La sicurezza se da un lato non ha prezzo, dall’altro ha un prezzo concreto e nonostante i mesi di preparazione prima dell’entrata in vigore del regolamento è ragionevole attendersi un po’ di confusione in questo primo periodo. Vediamo di seguito l’elenco dei prodotti vietati.
No all’argento in smalti, gel e altri prodotti
L’argento (CI 77820) viene severamente ristretto dal nuovo regolamento europeo, portando parecchio scompiglio nella cosmetica, dove è particolarmente utilizzato per donare lucentezza e una finitura metallica. Questo materiale viene proibito del tutto in:
- smalti;
- gel Uv;
- tutti i prodotti per la ricostruzione unghie;
- spray;
- aerosol.
Ecco dove è consentito
L’argento sarà invece ancora consentito all’interno di rossetti, lucidalabbra e ombretti, ma soltanto entro lo 0,2%. Entro alcune soglie, forme e dimensioni particellari, il colorante minerale argentato è considerato sicuro. Oltre a i limiti indicati dal regolamento europeo, invece, l’argento in questione è potenzialmente pericoloso per la riproduzione.
Limiti alle fragranze floreali
Tra le sostanze ristrette c’è anche il 2-idrossibenzoato di esile (Hexyl Salicylate), usato per le fragranze floreali. Questo è potenzialmente dannoso per la riproduzione. Vengono quindi introdotte le seguenti soglie di quantità massima, che variano a seconda del prodotto:
- 2% nei profumi;
- 0,5% nei prodotti a risciacquo, tra cui shampoo e bagnoschiuma;
- 0,3% in creme e lozioni e la maggior parte dei prodotti da non risciacquare;
- 0,001% in dentifrici e collutori;
- 0,1% per i prodotti destinati ai bambini, fatti salvi alcuni articoli in cui è vietato del tutto.
Conservanti vietati
Il Bifenil-2-olo (o-Phenylphenol) viene completamente vietato in:
- spray;
- aerosol;
- dentifrici;
- collutori.
La sostanza è invece ammessa entro una soglia massima dello 0,2% nei prodotti che prevedono il risciacquo dopo l’uso, che si abbassa allo 0,15% quando non è invece previsto il risciacquo.
L’Unione europea raccomanda inoltre maggiore cautela nell’impiego di prodotti che contengono il fenolo, seppur entro i limiti previsti dalla legge, evitando accuratamente il contatto con gli occhi. Di pari passo, viene vietato anche il sale sodico di questa sostanza, ossia il Sodium o-Phenylphenate, ammesso come conservante esclusivamente negli stessi limiti sopra indicati.

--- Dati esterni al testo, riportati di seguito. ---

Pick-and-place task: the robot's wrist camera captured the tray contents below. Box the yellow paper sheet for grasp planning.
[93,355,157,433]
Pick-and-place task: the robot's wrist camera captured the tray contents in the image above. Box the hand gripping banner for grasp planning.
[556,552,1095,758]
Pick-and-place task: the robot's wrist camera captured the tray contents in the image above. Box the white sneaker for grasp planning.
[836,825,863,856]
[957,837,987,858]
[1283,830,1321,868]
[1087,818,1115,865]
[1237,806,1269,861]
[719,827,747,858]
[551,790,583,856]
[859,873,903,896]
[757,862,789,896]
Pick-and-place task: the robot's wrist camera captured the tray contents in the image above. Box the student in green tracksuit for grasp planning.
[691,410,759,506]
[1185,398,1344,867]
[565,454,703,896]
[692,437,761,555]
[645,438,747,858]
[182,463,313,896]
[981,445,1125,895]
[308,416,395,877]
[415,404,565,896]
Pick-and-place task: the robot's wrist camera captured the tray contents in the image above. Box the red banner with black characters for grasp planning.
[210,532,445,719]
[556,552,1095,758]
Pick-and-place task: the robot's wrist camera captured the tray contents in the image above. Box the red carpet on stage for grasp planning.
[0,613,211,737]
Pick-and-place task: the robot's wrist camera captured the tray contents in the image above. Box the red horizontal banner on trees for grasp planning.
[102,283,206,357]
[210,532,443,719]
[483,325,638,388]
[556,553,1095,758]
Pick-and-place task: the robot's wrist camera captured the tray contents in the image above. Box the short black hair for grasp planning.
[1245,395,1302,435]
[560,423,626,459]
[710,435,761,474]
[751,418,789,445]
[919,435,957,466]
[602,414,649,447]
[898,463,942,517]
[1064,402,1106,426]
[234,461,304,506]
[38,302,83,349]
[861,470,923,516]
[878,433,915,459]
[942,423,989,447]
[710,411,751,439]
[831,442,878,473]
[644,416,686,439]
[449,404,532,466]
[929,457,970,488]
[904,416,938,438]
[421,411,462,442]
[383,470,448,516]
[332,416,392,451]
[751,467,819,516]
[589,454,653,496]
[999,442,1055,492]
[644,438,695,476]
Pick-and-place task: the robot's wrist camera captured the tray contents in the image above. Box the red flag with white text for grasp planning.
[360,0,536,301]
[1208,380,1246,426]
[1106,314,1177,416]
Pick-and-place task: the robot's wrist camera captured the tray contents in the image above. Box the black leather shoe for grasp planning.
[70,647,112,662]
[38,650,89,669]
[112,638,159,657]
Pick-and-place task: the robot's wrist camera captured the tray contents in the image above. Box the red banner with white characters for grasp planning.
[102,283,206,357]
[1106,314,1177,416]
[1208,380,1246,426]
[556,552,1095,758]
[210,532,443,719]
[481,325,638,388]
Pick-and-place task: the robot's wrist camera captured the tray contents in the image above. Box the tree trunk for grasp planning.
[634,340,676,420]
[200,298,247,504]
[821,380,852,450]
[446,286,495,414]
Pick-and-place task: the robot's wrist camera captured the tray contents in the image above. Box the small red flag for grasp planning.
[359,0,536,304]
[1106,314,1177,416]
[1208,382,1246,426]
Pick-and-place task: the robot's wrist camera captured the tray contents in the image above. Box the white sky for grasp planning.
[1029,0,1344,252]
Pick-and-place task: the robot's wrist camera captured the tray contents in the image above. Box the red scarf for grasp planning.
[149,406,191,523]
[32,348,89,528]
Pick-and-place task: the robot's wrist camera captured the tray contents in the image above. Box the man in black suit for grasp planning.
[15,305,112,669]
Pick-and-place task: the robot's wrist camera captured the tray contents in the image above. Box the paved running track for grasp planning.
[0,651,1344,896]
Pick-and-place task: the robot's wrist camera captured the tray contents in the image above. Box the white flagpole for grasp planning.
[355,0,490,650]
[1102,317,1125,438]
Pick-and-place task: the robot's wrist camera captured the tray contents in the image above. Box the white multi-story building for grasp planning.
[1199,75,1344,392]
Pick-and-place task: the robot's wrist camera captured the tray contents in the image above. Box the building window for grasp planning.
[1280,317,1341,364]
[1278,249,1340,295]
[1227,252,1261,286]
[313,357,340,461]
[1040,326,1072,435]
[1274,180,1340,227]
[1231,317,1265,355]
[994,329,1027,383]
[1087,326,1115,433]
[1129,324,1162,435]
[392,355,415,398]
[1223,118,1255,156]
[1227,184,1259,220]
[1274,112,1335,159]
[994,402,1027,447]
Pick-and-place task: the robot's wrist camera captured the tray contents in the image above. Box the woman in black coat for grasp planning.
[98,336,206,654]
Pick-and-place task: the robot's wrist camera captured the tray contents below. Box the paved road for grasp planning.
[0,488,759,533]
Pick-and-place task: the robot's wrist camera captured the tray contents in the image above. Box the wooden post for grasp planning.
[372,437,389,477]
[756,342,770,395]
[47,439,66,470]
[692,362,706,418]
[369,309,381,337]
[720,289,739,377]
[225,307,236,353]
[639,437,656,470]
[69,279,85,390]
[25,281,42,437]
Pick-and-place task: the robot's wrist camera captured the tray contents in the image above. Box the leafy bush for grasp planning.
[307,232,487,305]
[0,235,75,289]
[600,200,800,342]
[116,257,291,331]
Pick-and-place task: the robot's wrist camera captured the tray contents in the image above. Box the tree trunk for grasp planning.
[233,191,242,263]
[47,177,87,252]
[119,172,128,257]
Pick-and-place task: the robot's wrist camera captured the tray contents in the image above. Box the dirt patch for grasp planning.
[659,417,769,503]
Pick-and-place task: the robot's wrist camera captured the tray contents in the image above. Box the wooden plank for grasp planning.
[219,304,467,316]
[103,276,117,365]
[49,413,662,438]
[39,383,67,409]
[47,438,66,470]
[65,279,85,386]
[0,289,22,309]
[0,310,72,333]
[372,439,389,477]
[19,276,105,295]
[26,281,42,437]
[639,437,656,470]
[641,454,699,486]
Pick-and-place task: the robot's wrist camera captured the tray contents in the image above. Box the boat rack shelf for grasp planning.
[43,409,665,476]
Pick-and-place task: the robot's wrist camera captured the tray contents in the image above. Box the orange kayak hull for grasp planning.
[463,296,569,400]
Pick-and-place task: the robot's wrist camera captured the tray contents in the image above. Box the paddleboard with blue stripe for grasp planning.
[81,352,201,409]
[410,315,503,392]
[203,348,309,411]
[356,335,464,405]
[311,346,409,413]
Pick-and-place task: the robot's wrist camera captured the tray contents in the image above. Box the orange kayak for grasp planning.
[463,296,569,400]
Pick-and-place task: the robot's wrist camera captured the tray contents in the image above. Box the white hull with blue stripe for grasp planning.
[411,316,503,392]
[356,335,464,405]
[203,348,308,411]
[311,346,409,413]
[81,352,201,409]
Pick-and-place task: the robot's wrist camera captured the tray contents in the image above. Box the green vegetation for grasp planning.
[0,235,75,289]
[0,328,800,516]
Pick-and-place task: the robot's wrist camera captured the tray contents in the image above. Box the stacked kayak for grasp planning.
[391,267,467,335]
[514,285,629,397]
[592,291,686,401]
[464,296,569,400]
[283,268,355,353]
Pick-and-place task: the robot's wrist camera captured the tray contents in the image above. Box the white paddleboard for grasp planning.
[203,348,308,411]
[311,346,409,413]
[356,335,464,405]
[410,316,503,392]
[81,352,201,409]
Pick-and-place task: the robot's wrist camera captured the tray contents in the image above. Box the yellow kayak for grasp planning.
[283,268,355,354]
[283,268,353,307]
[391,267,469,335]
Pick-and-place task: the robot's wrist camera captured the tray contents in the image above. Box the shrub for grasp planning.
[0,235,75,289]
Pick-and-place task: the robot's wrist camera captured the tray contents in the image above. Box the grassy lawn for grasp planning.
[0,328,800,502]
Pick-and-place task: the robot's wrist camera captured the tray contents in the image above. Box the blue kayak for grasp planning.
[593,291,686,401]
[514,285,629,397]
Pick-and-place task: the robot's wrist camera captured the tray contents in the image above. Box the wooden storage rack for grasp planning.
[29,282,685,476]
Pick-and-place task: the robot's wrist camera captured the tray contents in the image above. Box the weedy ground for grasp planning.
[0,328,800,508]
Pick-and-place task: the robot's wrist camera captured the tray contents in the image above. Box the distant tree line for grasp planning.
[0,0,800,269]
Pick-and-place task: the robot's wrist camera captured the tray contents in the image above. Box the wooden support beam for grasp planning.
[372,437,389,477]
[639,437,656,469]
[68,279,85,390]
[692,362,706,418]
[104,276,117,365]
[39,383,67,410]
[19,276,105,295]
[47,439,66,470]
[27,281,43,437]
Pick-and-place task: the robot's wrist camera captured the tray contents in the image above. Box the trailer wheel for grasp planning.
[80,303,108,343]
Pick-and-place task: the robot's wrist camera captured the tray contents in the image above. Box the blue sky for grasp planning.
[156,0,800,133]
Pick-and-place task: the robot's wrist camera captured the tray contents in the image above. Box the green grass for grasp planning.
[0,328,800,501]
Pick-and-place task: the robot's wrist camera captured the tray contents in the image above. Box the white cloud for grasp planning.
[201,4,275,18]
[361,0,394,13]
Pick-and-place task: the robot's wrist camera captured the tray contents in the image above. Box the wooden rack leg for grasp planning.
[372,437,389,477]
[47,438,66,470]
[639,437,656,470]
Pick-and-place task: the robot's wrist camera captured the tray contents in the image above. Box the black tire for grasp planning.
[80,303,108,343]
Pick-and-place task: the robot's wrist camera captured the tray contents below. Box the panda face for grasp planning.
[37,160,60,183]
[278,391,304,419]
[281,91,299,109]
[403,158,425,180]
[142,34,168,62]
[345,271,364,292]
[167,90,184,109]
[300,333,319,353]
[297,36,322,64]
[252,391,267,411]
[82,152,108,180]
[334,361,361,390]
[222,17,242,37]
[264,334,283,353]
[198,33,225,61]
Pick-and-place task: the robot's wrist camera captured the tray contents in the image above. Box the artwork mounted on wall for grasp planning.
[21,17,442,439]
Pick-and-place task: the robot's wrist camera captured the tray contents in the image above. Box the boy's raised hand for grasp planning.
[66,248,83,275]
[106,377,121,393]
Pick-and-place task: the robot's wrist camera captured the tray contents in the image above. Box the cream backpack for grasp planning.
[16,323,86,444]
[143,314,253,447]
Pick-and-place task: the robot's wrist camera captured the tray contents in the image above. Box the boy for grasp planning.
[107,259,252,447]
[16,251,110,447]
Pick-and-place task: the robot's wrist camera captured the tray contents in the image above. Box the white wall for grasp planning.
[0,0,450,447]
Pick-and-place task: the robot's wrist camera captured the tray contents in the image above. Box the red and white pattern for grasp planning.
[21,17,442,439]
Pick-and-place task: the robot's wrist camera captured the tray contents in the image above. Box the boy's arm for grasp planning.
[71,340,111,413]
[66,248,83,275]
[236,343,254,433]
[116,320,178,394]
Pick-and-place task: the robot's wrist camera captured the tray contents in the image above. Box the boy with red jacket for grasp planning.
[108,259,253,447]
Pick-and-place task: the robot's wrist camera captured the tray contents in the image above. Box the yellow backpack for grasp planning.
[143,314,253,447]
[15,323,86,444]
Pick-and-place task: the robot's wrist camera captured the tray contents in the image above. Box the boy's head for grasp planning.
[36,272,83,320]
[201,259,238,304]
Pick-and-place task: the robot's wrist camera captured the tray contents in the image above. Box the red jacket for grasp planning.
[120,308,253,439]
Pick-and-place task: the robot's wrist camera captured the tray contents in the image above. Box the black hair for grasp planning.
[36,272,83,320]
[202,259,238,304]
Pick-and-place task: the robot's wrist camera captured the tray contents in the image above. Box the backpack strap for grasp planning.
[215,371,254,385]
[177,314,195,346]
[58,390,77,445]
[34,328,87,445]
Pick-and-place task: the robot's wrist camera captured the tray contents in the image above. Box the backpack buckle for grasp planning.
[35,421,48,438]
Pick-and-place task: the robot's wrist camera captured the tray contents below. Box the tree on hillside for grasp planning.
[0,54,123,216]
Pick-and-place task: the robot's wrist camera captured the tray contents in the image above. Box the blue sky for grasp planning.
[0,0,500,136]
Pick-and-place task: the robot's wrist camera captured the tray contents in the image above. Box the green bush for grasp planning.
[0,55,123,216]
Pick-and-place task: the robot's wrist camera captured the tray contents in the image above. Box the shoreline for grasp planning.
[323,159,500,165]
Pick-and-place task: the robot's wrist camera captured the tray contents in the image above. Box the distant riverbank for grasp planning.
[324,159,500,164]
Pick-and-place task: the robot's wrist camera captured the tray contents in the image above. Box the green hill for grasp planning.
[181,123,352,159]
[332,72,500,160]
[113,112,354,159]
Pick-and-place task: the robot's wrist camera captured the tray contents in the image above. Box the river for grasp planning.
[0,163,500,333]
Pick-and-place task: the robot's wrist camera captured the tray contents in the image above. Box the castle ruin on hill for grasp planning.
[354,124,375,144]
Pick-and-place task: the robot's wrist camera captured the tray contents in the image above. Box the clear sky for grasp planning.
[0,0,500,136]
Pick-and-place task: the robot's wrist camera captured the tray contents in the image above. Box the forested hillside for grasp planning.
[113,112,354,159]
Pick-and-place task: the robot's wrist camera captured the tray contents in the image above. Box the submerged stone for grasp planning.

Le regole per i professionisti
Il regolamento Ue è stato approvato a gennaio ed è entrato in vigore il 1° maggio, ma non è garantita alcuna fase di transizione ulteriore per adeguarsi ai nuovi limiti. Tutti i prodotti non conformi alle nuove regole dovranno essere smaltiti o ritirati a seconda degli accordi con i produttori, alcuni dei quali hanno agito anticipatamente per cambiare gli articoli non conformi con dei sostituti idonei.
In ogni caso, tutti i prodotti contenenti le sostanze in questione, quando vietate o in concentrazioni superiori al previsto, non dovranno essere venduti né utilizzati nei saloni estetici e similari. Il mancato rispetto di queste regole, oltre a mettere a rischio consapevolmente i consumatori, comporta sanzioni salate.
D’altra parte, i consumatori hanno diritto a verificare l’Inci dei prodotti prima di acquistarli o utilizzarli, pretendendo che vengano sostituiti da articoli conformi alla legge.